Zero is necessary for inlinable calls (since they can't have no dbgloc - for long standing reasons) or I guess for some other cases where we want to be very clear that this instruction isn't from this line of code. But otherwise it's generally acceptable to have no location (which is what debug loc merging does except for calls) & let any machine code end up with the location of the preceeding instructions.

Using zero locations can/will grow the line table size (having to describe different locations (zero, no-zero, zero, non-zero) for finer slices of the instruction stream) and potentially make debugging more difficult (depending on how the consumers renders this experience to users).

I believe this is a patch to fix PR37964?

In D59417#1431042, @probinson wrote:

I believe this is a patch to fix PR37964?

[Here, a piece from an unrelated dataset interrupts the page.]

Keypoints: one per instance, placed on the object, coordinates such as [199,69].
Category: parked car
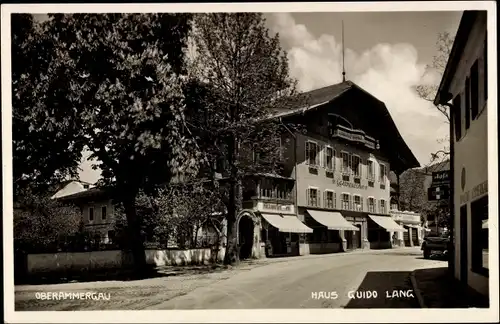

Hrm - if debugify diagnoses all instances of instructions without locations as buggy, that sounds very noisy to me. How does it handle all the other cases of merged locations that end up with no location? (if my recollection is accurate and the code is still doing this - merged locations that aren't the same and that aren't calls get no location, not a zero location)

In D59417#1431111, @dblaikie wrote:

In D59417#1431042, @probinson wrote:

I believe this is a patch to fix PR37964?

Hrm - if debugify diagnoses all instances of instructions without locations as buggy, that sounds very noisy to me. How does it handle all the other cases of merged locations that end up with no location? (if my recollection is accurate and the code is still doing this - merged locations that aren't the same and that aren't calls get no location, not a zero location)

It looks like DILocation::getMergedLocation() always returns a zero location, and that Instruction::applyMergedLocation() no longer restricts itself to calls. This changed with D45396+D45397: we wanted mem2reg to set merged locations on phis to help users narrow down the scope of a crashing instruction. Phis often cannot assume a previous location (say, if they're at the start of a block).

If it's ok for an instruction to have no location, I think we should try to either define those cases in a way that can be checked, or relax any verifiers if that proves too difficult. I'm not sure what those cases are, though. I think it's reasonable to require locations on newly-created instructions, or to update the location of a moved instruction using a neighboring instruction.

In D59417#1431153, @vsk wrote:

In D59417#1431111, @dblaikie wrote:

In D59417#1431042, @probinson wrote:

I believe this is a patch to fix PR37964?

Hrm - if debugify diagnoses all instances of instructions without locations as buggy, that sounds very noisy to me. How does it handle all the other cases of merged locations that end up with no location? (if my recollection is accurate and the code is still doing this - merged locations that aren't the same and that aren't calls get no location, not a zero location)

It looks like DILocation::getMergedLocation() always returns a zero location, and that Instruction::applyMergedLocation() no longer restricts itself to calls. This changed with D45396+D45397: we wanted mem2reg to set merged locations on phis to help users narrow down the scope of a crashing instruction.

Thanks for citing the previous reviews & reminding me of the facts of the matter (clearly I asked the same questions then and got the right answers/data to justify the change).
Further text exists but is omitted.